Despite concern among some policymakers regarding disappointing inflation data, the committee remains focused on expectations of inflation stabilizing near 2% over the coming months and years, particularly amid what it describes as a “solid” labor market. At this point, it appears that rates are likely to increase one more time before the end of the year, and the start of balance sheet normalization could be as soon as September.
Retail sales rose +0.6% in July, doubling expectations of a +0.3% rise. June sales were revised significantly higher, from -0.2% to +0.3%.
The consumer is not doing as badly as previously believed. Throughout the year, retail sales reports had consistently come in below expectations. July’s report dramatically reversed that trend. However, year-over-year sales still remain well below the highs in 2016. Despite the improving picture, consumers are not likely to drive dramatic GDP growth in the near future.
The Chinese government formalized rules restricting what types of overseas investments Chinese firms can make. The restrictions favor investment in the Belt and Road infrastructure initiative and aim to reduce the purchase of “trophy assets” that have the potential for large losses, as well as investments that the government thinks could reflect poorly on China.

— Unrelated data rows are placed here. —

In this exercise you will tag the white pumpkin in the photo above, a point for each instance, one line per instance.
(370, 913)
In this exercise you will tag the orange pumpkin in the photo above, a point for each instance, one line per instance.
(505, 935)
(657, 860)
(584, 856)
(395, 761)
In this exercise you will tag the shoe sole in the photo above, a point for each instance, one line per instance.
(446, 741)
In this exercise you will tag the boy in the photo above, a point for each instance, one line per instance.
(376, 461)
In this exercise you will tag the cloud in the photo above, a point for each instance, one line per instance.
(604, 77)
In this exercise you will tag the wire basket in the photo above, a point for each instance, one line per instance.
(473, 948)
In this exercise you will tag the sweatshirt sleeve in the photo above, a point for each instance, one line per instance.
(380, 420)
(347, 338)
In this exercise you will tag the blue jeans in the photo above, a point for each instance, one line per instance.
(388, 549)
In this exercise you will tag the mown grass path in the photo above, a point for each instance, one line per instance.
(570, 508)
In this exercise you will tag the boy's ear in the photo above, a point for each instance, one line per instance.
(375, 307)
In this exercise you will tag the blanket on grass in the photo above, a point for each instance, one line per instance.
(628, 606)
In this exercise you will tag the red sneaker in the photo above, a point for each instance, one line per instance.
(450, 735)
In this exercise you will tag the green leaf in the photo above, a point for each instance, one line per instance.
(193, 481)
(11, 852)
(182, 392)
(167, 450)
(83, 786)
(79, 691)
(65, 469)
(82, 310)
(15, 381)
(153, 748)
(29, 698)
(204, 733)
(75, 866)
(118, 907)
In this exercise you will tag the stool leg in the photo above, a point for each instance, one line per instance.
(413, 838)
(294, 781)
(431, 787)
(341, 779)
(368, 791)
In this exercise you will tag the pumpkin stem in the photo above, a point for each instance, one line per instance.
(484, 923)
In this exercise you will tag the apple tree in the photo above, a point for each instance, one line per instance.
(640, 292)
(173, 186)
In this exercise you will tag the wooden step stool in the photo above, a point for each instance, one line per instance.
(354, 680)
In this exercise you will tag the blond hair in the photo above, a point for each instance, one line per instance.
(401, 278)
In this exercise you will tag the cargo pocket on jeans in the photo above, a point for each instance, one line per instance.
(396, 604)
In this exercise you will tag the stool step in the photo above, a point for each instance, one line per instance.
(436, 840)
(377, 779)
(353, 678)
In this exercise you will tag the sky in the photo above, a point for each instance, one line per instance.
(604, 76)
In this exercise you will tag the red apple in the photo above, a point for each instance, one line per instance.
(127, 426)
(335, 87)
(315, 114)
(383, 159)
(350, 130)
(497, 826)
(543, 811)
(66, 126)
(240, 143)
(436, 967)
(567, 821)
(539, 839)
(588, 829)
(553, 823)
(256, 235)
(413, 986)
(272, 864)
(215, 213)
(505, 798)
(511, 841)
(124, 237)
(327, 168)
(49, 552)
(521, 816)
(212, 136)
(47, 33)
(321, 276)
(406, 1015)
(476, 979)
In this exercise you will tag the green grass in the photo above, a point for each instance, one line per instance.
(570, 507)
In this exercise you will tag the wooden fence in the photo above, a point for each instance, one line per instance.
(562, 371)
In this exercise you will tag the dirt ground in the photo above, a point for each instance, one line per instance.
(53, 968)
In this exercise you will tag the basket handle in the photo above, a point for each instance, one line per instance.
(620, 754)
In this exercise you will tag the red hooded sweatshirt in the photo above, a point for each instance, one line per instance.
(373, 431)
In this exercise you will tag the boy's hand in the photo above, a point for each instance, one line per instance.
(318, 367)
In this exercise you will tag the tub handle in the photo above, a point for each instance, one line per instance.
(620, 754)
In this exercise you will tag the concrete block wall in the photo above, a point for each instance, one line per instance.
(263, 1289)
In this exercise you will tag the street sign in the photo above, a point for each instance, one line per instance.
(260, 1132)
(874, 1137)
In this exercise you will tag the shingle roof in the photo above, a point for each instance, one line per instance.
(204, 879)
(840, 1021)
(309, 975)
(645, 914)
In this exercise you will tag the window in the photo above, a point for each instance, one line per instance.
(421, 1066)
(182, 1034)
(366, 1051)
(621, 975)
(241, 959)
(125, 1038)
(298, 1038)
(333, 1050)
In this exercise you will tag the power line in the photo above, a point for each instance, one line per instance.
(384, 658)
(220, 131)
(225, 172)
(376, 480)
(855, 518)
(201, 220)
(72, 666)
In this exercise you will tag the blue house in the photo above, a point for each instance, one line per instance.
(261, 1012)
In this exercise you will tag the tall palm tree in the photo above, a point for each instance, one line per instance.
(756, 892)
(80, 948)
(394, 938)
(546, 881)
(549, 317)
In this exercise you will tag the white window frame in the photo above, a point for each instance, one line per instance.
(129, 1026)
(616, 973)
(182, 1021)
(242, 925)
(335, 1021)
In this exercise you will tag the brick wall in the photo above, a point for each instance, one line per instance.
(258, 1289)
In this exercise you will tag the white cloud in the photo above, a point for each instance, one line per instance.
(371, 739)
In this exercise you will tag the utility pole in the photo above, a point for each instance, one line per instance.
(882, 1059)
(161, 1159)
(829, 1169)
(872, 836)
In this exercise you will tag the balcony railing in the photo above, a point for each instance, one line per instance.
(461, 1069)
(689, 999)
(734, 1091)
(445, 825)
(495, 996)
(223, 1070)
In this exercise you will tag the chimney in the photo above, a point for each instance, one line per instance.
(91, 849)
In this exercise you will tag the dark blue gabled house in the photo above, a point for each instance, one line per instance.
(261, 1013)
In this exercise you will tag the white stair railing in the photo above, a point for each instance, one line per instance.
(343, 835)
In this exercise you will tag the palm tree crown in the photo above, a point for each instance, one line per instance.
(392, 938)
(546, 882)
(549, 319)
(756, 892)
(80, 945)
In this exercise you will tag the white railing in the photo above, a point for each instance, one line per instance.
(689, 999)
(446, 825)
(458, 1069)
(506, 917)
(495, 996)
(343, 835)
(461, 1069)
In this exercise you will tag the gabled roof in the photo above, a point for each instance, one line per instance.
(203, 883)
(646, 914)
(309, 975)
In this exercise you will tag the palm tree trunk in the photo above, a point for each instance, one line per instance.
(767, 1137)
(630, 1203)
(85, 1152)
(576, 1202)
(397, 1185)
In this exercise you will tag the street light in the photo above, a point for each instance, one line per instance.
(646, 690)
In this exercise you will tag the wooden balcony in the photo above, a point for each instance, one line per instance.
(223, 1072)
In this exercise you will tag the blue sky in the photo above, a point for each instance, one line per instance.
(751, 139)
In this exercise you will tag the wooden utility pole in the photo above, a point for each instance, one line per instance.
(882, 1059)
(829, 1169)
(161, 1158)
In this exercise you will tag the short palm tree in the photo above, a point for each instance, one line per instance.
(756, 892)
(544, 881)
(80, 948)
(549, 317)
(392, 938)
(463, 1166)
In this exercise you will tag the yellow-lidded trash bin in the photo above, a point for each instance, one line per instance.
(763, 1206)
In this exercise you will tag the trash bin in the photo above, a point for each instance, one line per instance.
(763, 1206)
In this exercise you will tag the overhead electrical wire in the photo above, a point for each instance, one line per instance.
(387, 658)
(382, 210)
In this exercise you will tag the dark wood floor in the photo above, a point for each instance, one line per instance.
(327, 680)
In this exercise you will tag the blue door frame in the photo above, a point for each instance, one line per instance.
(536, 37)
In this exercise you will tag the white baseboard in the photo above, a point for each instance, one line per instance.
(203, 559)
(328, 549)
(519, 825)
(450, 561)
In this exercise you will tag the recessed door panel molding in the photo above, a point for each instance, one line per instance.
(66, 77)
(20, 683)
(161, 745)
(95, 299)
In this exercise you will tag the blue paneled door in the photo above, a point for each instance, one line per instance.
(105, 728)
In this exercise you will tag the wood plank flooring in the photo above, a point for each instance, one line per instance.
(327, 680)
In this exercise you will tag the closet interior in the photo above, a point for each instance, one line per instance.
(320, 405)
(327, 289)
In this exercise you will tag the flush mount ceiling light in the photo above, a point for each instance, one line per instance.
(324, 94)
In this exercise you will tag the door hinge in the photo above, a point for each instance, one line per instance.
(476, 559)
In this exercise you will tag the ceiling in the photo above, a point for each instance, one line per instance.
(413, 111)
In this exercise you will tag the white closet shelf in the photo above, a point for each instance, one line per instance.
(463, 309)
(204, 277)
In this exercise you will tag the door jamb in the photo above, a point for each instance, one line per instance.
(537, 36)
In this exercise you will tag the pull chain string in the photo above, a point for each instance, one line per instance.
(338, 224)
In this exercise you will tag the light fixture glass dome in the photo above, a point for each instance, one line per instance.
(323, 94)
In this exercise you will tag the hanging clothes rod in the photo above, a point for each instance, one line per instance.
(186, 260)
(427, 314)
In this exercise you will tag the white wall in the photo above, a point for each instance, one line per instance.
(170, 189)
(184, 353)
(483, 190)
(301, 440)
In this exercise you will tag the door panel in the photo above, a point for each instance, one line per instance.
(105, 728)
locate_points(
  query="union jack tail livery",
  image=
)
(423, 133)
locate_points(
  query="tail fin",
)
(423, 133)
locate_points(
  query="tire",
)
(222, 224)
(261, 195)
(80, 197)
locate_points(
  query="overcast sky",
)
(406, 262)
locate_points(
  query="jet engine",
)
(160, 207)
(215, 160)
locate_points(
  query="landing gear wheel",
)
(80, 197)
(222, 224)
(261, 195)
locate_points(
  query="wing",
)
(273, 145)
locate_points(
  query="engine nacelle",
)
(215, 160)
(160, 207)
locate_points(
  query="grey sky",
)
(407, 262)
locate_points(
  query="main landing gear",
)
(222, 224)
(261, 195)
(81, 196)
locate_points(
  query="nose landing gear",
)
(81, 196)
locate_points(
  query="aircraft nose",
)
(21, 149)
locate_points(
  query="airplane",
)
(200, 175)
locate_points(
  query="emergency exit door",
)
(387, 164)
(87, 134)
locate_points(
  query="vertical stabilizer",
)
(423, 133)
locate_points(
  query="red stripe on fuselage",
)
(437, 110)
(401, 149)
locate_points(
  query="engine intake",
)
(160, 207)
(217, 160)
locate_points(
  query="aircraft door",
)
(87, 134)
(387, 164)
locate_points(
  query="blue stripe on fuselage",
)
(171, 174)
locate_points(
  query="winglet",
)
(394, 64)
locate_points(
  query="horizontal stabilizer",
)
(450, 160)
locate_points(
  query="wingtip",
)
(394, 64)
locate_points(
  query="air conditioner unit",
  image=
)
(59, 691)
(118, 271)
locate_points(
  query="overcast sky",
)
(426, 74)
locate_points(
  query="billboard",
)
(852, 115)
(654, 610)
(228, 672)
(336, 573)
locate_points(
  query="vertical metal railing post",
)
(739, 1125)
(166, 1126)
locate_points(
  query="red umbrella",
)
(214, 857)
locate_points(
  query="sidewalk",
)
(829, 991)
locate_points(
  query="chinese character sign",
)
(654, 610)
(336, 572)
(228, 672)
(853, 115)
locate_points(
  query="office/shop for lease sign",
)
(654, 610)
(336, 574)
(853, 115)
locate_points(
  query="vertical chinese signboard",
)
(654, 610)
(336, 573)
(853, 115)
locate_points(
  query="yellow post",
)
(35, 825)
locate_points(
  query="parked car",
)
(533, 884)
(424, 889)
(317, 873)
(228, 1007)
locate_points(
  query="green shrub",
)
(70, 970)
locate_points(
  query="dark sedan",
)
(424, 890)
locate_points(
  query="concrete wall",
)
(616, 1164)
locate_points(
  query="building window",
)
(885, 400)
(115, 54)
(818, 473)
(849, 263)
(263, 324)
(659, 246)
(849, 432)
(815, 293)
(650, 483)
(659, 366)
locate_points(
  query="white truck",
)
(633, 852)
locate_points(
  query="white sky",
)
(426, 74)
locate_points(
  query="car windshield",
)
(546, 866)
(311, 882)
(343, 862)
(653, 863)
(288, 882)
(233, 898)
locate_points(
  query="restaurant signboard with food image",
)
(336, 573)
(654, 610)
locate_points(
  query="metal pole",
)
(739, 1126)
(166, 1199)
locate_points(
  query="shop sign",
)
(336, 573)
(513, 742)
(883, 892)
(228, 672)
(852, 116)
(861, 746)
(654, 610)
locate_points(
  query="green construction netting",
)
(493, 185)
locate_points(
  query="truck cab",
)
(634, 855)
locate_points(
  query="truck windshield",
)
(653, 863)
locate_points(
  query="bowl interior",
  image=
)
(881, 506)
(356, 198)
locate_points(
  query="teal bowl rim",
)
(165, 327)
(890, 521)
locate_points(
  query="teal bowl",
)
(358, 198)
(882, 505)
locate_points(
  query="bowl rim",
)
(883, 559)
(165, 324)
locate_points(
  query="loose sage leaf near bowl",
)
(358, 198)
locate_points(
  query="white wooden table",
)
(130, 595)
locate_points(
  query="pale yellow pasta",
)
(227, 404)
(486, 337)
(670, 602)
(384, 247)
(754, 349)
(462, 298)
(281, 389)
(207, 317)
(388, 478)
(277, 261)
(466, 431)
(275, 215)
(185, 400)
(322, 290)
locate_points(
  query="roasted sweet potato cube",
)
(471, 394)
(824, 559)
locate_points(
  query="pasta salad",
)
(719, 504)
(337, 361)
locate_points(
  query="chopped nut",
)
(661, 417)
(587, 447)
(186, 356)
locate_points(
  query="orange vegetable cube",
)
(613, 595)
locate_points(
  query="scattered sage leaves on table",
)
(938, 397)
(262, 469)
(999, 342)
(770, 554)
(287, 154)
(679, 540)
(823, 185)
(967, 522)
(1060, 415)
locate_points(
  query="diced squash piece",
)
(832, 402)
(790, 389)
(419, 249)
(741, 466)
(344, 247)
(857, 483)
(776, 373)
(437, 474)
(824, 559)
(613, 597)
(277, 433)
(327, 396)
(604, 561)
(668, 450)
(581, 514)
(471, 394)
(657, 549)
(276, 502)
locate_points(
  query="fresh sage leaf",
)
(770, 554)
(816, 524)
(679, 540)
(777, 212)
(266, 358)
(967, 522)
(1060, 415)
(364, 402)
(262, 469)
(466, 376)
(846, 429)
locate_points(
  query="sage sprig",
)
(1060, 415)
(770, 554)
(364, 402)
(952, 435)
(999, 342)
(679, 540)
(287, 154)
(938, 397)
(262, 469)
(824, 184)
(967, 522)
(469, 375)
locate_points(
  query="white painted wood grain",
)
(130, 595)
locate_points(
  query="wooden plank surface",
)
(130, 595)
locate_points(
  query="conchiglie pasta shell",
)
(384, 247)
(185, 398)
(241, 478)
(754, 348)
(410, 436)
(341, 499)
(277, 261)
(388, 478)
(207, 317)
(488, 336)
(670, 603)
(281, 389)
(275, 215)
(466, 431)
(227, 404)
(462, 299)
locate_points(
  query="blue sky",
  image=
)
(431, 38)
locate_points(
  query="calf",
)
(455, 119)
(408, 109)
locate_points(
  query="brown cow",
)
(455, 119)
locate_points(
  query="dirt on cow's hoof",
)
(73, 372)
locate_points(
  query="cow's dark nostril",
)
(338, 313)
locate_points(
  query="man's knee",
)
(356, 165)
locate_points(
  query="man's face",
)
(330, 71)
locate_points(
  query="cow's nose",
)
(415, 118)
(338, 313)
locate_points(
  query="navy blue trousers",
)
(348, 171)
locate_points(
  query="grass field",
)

Along with inserting the government’s objectives into decisions that should be driven by market considerations, these restrictions are also an effort to limit capital outflows as the government continues its de-leveraging campaign. More government intervention in market decisions about capital allocation will result in greater distortions that will have to be rebalanced later on.
Illinois missed its first deadline to make payments to school districts, as lawmakers continue to fight over the state’s new education funding formula and funding for Chicago Public Schools. Last Sunday, the Illinois Senate voted to override Governor Bruce Rauner’s amendatory veto of the funding plan. However, this week the House voted on an amendment to the funding measure, which did not pass. The House is scheduled to vote next week to override the veto. Moody’s called the delay in distributing state aid a “credit negative” event.
Without a resolution, schools will not receive funding from the state. School districts have already made cuts to cope with the budget impasse that ended last month. Some Illinois school districts started the 2017-2018 school year this week. Lawmakers must put priority on ending this impasse and release the state aid to Illinois schools.